Approfondissement : jurisprudence connexe et évolutions
Cette décision s'inscrit dans une tendance jurisprudentielle plus large. Par exemple, un arrêt de la Cour de cassation du 7 juillet 2010 (n° 09-13.316) avait déjà affirmé le caractère imprescriptible du droit d'élagage, mais sans aborder aussi clairement la question de l'urbanisme. La décision de 2017 va donc plus loin en intégrant cette dimension.
En revanche, certaines décisions antérieures, comme un jugement du tribunal de Mont-de-Marsan en 2015, avaient parfois refusé l'élagage au motif que les arbres étaient dans une zone protégée, sans examiner suffisamment si la coupe était nuisible. La Cour de cassation corrige cette approche : elle exige désormais une analyse au cas par cas. Ce que ça signifie pour l'avenir ? Les tribunaux devront désormais vérifier systématiquement si l'élagage menace la conservation des arbres, et non pas se contenter d'invoquer automatiquement les règles d'urbanisme.
Cette évolution est positive pour les propriétaires, car elle équilibre mieux les droits. Mais elle impose aussi une vigilance accrue : il faudra peut-être produire des expertises arboricoles (coût : 500 à 1 000 €) pour prouver l'absence de nuisance.

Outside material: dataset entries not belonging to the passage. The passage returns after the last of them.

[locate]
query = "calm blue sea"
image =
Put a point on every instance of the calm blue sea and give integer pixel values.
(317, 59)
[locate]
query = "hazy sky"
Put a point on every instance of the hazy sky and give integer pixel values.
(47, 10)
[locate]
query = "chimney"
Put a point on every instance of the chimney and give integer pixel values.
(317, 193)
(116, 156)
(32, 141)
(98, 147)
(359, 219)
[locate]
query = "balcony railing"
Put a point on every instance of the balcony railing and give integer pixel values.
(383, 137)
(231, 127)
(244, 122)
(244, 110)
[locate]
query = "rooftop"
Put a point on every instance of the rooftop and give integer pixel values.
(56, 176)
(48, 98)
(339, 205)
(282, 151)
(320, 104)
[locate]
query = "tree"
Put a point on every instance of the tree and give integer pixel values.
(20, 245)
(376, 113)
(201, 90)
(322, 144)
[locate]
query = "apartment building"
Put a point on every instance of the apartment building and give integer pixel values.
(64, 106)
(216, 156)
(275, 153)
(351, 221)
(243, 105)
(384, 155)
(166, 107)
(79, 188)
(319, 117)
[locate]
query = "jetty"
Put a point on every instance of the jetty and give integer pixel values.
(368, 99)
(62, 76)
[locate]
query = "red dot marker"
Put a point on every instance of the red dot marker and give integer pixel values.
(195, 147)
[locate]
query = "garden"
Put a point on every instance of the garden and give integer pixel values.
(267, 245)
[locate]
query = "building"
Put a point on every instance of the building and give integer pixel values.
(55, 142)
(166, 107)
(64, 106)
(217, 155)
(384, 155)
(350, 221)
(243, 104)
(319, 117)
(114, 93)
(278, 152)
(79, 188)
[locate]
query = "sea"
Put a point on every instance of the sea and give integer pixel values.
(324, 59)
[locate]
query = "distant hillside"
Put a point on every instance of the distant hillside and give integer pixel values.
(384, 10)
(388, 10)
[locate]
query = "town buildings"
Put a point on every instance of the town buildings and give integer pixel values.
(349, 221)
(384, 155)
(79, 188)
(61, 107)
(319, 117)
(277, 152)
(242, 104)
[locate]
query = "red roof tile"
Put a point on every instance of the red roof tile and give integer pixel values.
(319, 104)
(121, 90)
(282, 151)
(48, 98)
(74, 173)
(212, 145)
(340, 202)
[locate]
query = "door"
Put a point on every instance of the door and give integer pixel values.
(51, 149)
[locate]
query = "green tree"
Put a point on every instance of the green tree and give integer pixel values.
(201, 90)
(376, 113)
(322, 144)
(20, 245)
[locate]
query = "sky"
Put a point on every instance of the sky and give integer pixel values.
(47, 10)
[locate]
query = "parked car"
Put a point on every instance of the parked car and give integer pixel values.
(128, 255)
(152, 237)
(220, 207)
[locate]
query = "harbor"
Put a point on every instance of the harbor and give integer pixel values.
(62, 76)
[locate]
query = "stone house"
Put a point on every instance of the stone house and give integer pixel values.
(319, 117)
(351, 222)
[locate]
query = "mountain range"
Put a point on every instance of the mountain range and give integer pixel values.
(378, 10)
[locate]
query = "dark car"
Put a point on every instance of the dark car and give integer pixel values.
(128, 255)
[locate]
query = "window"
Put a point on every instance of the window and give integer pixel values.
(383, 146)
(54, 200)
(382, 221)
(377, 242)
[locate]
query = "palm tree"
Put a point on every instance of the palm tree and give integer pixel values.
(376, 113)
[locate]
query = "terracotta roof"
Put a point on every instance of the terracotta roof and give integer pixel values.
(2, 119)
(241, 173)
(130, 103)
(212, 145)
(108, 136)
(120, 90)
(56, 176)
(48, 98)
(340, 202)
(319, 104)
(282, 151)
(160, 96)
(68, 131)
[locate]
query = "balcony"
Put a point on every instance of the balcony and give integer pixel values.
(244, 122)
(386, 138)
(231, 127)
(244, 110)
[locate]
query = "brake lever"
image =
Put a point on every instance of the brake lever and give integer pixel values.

Une tendance à suivre, surtout dans les zones sensibles comme autour de Dax.
Points clés à retenir
Pour résumer, voici une checklist de ce qu'il faut faire si vous êtes confronté à des branches qui dépassent :
- Vérifiez votre droit : Sachez qu'il est imprescriptible, donc pas de délai à respecter.
- Consultez le PLU : Regardez si votre commune impose une déclaration préalable pour les coupes.

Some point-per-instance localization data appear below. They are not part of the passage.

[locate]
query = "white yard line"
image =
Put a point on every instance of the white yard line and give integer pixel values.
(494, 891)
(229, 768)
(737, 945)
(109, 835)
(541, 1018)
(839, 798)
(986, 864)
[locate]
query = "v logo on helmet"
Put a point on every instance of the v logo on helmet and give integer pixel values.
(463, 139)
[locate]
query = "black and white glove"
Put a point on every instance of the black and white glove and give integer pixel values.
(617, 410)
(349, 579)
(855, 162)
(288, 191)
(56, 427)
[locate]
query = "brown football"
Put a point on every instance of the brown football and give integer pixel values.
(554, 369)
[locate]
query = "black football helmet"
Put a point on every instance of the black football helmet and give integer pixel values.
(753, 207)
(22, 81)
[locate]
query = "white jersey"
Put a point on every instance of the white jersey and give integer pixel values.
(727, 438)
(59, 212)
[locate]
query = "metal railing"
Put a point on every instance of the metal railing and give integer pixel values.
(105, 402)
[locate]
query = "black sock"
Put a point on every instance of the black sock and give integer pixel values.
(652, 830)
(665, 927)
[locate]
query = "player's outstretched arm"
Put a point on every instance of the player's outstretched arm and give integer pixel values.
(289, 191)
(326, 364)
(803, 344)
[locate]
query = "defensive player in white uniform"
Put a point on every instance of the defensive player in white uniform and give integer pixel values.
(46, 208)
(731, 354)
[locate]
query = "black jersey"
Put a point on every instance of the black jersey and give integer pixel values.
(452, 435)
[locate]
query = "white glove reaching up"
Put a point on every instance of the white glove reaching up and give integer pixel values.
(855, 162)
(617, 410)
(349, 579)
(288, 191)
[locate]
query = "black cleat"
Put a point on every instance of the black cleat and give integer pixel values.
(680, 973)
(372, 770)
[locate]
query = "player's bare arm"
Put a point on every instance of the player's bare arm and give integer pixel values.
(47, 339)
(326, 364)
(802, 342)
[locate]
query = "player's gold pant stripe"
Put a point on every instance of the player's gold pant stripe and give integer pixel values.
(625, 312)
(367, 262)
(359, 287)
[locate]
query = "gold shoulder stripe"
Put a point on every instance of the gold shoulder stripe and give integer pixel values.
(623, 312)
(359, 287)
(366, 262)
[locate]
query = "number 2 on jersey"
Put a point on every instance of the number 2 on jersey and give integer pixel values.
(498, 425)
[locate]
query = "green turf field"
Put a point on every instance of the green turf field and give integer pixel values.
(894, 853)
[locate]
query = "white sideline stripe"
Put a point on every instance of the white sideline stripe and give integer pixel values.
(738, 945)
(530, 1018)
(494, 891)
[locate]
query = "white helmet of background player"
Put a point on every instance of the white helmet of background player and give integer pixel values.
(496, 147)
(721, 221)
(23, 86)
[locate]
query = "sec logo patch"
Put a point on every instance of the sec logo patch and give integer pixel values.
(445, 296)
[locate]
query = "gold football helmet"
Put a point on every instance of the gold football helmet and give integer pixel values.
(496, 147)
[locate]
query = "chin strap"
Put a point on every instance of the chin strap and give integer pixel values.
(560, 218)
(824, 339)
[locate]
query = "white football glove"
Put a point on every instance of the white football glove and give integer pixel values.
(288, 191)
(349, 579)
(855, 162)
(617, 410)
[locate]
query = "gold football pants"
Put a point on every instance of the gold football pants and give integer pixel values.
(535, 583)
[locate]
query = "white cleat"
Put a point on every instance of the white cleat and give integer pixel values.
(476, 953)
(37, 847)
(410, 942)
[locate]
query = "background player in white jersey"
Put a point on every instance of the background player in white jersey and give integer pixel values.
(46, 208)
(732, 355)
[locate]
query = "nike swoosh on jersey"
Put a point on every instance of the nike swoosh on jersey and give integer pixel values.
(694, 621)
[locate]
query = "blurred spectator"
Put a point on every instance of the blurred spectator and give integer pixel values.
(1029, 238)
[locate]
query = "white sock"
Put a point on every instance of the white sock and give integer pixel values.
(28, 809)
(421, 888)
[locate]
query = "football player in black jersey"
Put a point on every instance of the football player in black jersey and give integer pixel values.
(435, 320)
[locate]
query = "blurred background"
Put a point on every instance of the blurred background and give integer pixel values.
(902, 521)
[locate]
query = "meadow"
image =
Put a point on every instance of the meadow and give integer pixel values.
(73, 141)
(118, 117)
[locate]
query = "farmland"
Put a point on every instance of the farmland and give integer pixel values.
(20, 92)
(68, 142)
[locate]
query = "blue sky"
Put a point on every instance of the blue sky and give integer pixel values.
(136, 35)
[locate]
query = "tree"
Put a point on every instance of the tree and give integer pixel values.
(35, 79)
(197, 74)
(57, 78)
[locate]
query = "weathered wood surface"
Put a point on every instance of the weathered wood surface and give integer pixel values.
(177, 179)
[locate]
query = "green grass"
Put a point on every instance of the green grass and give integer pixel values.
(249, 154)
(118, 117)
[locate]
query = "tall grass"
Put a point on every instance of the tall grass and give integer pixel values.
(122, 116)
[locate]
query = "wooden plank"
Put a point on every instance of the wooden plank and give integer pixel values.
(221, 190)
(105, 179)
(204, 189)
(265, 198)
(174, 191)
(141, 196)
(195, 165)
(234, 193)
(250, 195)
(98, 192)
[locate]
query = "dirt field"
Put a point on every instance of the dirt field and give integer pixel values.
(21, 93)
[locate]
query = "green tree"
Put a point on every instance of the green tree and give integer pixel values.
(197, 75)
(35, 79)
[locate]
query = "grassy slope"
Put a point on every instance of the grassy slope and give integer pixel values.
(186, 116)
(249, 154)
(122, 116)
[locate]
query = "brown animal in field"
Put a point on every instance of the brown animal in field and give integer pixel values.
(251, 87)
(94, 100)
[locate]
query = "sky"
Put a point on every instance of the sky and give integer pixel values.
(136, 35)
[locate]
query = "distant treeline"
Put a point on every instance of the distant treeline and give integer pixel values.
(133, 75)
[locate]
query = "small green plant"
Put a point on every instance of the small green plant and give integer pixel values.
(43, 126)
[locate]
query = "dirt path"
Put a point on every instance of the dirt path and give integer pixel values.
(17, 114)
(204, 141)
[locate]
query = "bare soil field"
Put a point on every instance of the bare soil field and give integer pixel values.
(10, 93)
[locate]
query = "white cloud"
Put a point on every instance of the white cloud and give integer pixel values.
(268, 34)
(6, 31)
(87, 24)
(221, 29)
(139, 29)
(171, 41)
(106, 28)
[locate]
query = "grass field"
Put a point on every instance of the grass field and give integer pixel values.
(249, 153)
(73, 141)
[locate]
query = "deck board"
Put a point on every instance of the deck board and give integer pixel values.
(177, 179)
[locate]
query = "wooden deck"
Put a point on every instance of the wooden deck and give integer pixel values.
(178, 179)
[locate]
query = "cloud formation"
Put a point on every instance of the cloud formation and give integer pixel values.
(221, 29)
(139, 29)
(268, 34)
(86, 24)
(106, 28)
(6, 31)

- Documentez tout : Photos, lettres, preuves des préjudices.
- Tentez l'amiable d'abord : Une lettre recommandée peut suffire.
- Si besoin, consultez un avocat : Pour une mise en demeure ou une action en justice.
Et si vous vous demandez : « Dois-je payer pour l'élagage ? » Normalement, c'est le propriétaire de l'arbre qui supporte les frais, sauf accord contraire. Mais dans les faits, une négociation peut aboutir à un partage des coûts, surtout si les relations sont bonnes.